US7133824B2

US7133824B2 - Noise reduction method

Info

Publication number: US7133824B2
Application number: US10/067,274
Authority: US
Inventors: Kuo-Guan Wu; Po-Cheung Chen
Original assignee: Industrial Technology Research Institute ITRI
Current assignee: Industrial Technology Research Institute ITRI
Priority date: 2001-09-28
Filing date: 2002-02-07
Publication date: 2006-11-07
Also published as: US20030078772A1; TW533406B

Abstract

A noise reduction method partitions frequency band into multiple sub-bands and estimates the signal-to-noise ratio (SNR) value for each sub-band. An over-subtraction factor of each sub-band is determined based on the estimated SNR value. Then, the clean speech spectrum estimate is determined by performing spectral over-subtraction on each sub-band, so as to determine the clean speech signal from the estimated clean speech spectrum.

Description

BACKGROUND OF THE INVENTION

1. Field of the Invention

The present invention relates to a noise reduction method and, more particularly, to a method using spectral subtraction to reduce noise.

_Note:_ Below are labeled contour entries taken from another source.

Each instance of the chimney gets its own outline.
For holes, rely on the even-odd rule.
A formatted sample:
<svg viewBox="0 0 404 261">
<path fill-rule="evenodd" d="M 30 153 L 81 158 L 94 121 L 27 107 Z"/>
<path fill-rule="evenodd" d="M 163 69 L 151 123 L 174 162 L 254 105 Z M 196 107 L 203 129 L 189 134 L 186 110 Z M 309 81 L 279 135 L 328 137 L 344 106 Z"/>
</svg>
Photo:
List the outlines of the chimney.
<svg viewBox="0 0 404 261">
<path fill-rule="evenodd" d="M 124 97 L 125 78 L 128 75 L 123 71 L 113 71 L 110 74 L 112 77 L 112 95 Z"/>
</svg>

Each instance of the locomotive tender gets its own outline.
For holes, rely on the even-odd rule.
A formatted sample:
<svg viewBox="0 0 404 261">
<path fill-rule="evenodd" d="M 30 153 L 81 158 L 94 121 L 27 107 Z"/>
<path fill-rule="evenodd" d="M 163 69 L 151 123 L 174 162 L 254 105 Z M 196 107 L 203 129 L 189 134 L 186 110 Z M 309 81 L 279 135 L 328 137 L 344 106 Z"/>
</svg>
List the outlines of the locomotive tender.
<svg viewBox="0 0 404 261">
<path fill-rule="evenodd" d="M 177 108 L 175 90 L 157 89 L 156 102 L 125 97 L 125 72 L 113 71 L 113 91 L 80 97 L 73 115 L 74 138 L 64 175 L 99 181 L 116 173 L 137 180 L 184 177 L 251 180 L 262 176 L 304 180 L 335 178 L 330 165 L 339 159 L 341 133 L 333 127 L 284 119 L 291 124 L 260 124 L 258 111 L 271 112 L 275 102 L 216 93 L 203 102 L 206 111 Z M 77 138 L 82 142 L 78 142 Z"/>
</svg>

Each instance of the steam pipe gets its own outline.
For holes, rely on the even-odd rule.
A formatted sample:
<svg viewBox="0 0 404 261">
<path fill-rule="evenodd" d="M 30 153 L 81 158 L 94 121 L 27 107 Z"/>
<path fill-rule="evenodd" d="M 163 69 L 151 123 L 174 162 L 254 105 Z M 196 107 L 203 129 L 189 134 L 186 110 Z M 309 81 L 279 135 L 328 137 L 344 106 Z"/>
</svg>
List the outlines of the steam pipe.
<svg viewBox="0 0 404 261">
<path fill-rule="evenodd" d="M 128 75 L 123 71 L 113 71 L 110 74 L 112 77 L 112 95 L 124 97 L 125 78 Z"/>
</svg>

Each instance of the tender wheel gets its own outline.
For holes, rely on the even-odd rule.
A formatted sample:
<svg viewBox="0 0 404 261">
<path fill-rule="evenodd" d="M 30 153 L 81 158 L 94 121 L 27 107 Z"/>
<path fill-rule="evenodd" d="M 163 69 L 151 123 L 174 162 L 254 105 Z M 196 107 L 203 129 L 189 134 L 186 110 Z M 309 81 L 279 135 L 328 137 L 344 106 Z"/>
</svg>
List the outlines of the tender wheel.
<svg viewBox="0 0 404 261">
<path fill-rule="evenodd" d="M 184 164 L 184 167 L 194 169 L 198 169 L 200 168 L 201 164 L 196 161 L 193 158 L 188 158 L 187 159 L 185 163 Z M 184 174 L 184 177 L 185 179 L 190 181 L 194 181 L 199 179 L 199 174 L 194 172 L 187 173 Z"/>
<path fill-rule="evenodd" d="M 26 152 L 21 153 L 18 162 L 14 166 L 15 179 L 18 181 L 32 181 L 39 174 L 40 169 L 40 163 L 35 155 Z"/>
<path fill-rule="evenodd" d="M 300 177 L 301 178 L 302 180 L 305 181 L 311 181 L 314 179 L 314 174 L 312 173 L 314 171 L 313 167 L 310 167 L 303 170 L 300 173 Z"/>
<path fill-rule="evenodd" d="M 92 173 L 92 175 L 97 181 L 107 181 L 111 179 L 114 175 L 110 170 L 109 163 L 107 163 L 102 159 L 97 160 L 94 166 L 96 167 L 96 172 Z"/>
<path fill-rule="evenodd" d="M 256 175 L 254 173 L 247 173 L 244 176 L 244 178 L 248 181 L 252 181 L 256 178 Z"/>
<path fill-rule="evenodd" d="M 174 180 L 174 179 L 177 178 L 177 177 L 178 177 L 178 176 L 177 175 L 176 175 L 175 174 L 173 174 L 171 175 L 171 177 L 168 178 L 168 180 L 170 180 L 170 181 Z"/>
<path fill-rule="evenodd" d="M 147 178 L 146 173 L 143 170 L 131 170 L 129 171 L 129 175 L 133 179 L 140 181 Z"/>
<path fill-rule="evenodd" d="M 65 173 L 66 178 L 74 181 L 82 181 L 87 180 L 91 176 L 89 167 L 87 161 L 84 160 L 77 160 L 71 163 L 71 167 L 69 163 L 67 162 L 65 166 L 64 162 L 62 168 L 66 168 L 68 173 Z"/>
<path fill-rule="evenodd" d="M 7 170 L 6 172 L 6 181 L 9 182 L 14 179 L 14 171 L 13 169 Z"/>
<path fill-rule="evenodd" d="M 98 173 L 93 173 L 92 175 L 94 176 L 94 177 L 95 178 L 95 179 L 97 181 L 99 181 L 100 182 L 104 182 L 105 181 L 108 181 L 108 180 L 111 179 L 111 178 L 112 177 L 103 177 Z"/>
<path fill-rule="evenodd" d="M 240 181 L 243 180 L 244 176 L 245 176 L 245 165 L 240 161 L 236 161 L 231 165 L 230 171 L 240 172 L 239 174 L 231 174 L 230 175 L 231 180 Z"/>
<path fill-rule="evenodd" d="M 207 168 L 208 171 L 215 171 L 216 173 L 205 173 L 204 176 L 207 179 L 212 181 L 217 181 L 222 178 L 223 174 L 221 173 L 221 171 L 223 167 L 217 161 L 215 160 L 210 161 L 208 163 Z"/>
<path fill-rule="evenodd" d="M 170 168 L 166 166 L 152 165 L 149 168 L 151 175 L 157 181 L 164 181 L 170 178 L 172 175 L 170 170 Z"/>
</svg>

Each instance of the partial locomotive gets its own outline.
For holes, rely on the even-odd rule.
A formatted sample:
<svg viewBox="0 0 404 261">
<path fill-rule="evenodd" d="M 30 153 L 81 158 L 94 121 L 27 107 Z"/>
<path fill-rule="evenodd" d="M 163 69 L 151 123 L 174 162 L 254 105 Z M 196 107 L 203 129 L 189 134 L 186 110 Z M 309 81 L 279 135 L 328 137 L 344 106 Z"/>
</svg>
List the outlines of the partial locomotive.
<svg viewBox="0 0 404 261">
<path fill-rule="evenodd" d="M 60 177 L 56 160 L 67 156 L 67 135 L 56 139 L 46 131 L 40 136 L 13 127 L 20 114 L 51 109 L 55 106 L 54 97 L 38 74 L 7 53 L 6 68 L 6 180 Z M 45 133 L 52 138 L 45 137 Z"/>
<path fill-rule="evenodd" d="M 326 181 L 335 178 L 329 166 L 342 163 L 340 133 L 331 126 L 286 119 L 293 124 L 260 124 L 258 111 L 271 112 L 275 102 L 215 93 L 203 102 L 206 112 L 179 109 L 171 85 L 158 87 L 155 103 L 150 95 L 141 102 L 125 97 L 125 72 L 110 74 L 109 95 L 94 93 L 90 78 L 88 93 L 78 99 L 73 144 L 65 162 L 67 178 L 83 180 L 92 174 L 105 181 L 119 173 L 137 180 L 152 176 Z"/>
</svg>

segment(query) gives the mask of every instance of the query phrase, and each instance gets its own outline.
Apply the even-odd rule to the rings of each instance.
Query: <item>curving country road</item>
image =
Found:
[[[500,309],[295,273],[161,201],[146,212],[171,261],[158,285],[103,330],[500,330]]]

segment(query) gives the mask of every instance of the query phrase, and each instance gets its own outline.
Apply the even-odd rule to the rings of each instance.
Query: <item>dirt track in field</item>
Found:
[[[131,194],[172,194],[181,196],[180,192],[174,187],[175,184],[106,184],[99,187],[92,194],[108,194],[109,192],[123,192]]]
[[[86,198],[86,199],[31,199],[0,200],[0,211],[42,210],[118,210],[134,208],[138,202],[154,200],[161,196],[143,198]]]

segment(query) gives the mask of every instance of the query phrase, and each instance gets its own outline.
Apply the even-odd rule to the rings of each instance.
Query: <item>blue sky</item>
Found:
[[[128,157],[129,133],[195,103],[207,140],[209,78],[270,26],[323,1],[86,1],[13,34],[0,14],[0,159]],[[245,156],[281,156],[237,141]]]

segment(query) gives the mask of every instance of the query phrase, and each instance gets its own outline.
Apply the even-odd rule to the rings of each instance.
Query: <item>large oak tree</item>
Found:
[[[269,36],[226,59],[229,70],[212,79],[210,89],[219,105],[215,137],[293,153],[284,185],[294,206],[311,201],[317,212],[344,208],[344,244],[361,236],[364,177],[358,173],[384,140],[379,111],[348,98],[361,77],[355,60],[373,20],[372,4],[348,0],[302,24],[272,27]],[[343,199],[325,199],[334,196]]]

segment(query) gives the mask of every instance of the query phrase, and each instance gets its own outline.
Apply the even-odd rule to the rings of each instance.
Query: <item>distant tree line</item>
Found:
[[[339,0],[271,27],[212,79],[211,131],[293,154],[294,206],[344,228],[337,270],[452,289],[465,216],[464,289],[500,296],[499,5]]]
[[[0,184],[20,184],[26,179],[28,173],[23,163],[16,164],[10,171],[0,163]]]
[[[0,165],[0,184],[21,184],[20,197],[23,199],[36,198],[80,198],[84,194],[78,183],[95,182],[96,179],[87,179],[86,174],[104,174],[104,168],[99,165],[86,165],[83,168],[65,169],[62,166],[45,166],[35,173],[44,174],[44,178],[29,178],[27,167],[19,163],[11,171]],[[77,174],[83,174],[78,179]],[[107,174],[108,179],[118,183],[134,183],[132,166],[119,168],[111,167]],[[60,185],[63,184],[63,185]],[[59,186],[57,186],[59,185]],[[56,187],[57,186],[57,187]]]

2. Description of Related Art

The spectral subtraction method has been proven effective in enhancing speech degraded by additive noise. It is simple to implement, hence is suitable as the pre-processing scheme for speech coding and recognition applications. This method subtracts the noise spectrum estimate from the noisy speech spectrum to estimate the speech magnitude spectrum, so as to obtain the clean speech signals.

FIG. 1 shows the flowchart of the aforementioned spectral subtraction method, wherein the input noisy speech is divided into a plurality of continuous frames, and each frame is represented by an additive noise model:
y _r(k)=s _r(k)+w _r(k),
where y_r(k), s_r(k) and w_r(k) denote respectively the k-th noisy speech, clean speech, and noise sample of the r-th frame. Taking the fast Fourier transform of the noisy speech frame y_r(k) (step S101), the noisy speech spectrum of the r-th frame at the k-th frequency component is obtained and denoted as |Y_r(k)|². In addition, the noisy speech y_r(k) is also applied in a silence detection process (step S102) and a noise spectrum estimation process (step S103) to estimate a noise spectrum, denoted as |W_r(k)|². After performing a spectral subtraction process (step S104), the energy spectrum of clean speech is obtained as follows:
|Ŝ _r(k)|² =|Y _r(k)|² −|W _r(k)|². (1)

If the phase spectrum of the clean speech can be approximated by the phase spectrum of the noisy speech, the estimate of clean speech ŝ_r(k) can be obtained by taking the inverse fast Fourier transform of |Ŝ_r(k)|².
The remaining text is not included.